Steven Jupp touches upon the need for cyber security improvement amongst the finance world

Words by Steven Jupp, CEO at Avem Capital

Having spent most of my life working with technology companies, firstly as a hobby, then as a career and finally as an owner, I have seen many changes in businesses perception of cyber security. Coupled with these changes there have been a variety of advances in the methods used to hack, crack, phish and infect technology based systems. In today’s world it has unfortunately become commonplace that we are facing an ever-growing threat from an increasing scope of technologically focused criminals.

As we are seeing in the physical criminal world, the world of cybercrime is increasing rapidly in line with the opportunities it creates. It is evident that these prospects are not only for those using technology to enrich their daily lives, but also for criminals exploiting its use. In a world where businesses can be brought to their knees within minutes or held ransom to large financial demands, one would expect a financial firm to adopt the highest degree of logical security to match the physical building’s security. I myself have witnessed horrific networks, bolted together by inexperienced IT engineers or even admin staff.
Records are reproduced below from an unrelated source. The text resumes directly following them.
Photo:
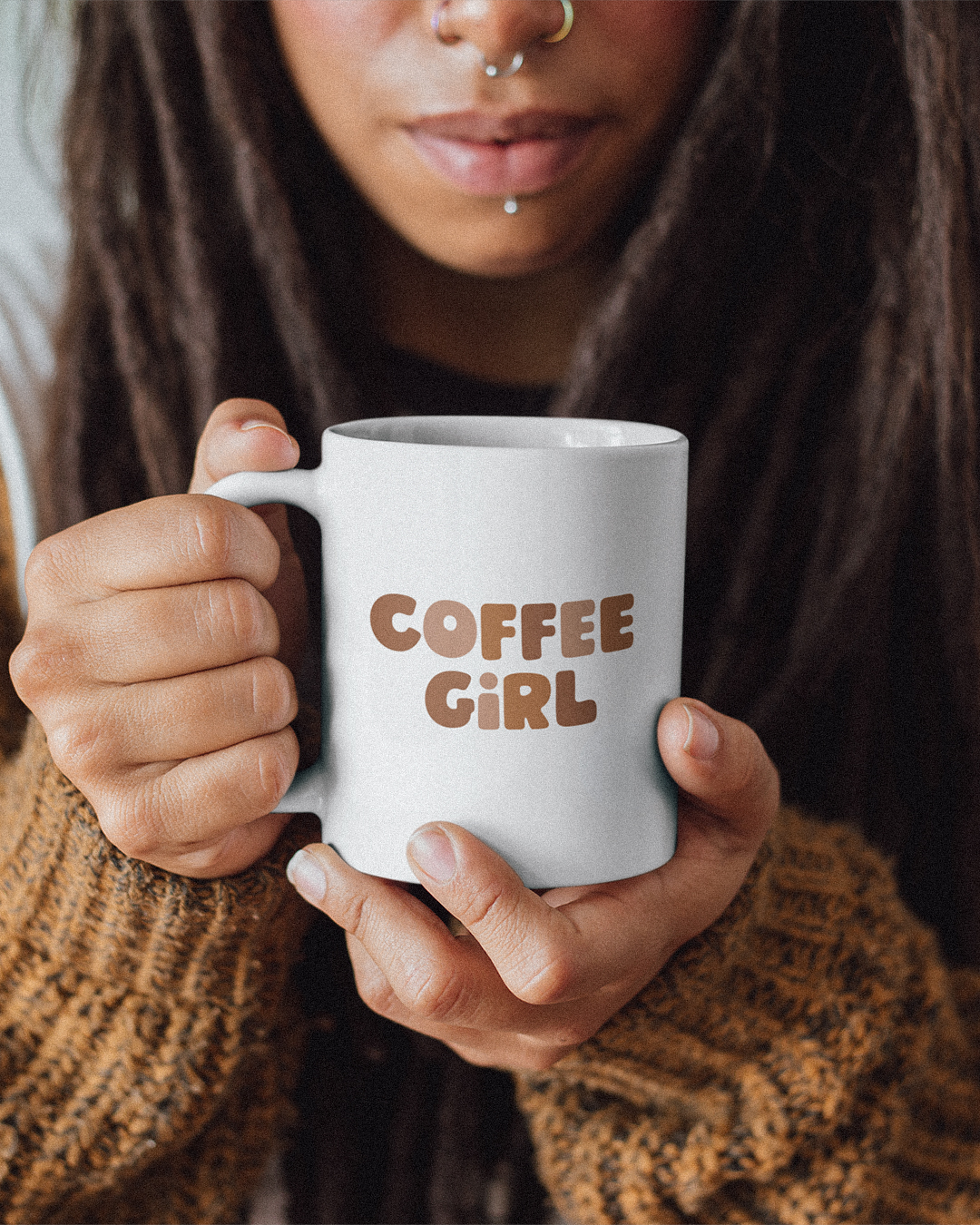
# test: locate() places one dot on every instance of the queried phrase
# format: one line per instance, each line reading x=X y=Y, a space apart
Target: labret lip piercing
x=494 y=70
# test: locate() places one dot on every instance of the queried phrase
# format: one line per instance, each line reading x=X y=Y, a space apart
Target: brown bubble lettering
x=521 y=708
x=436 y=700
x=450 y=643
x=384 y=610
x=573 y=626
x=569 y=710
x=493 y=629
x=533 y=629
Attaching just about everything possible to a so-called, secure cyber security infrastructure. I started writing this article a few weeks prior to the WannaCry ransomware propagation of the internet of everything. Poorly patched and out of date operating systems were the cause of a global outbreak, of which many in the logical security sector would deem ludicrous.

On several occasions, I have come across previous ransom operations, whether directly attacking a corporation, or worm type attacks as seen with WannaCry. Aside from the ones reported in the press, there is also a perturbing trend on the number of hidden attacks, not disclosed to public by corporations. This was reported by numerous security officials, including myself, as far back as 2008 and then through the Securities and Exchange Commission of the US requesting disclosure in October 2011.

Some now argue that companies keeping these attacks secret may lead to quicker fixes, but I would consider them to be protecting their entities from reputational harm. In some guises, there is obviously a need for the consideration of secrecy, but I would argue that in the world of finance, where regulation is increasing, the disclosure of such attacks is paramount to the client’s financial integrity. Previously, most disclosures have been based on identity theft, account details and even the recent 191 million US voter registration records loss. However, with a new world of financial gains being made through ransom, we now enter a potentially catastrophic situation whereby a hedge fund or financial institution is held to ransom by organised crime. If the company is made to report the attack immediately, they could complicate/elongate the process of strengthening their cyber defence systems. Leaving the attack undisclosed however, could lead to a further attack of other firms.

There is currently an unhealthy wave of patchy laws and regulation globally. This has led to mainly voluntary sharing of threat information. The governments of the world need to act at a quicker pace or the financial sector risks being a “cherry to pick”. The finance industry is fast becoming a rich flavour for the organised and even less organised crime syndicates around the globe, and our collective efforts are required to detract anyone who thinks they can benefit from this.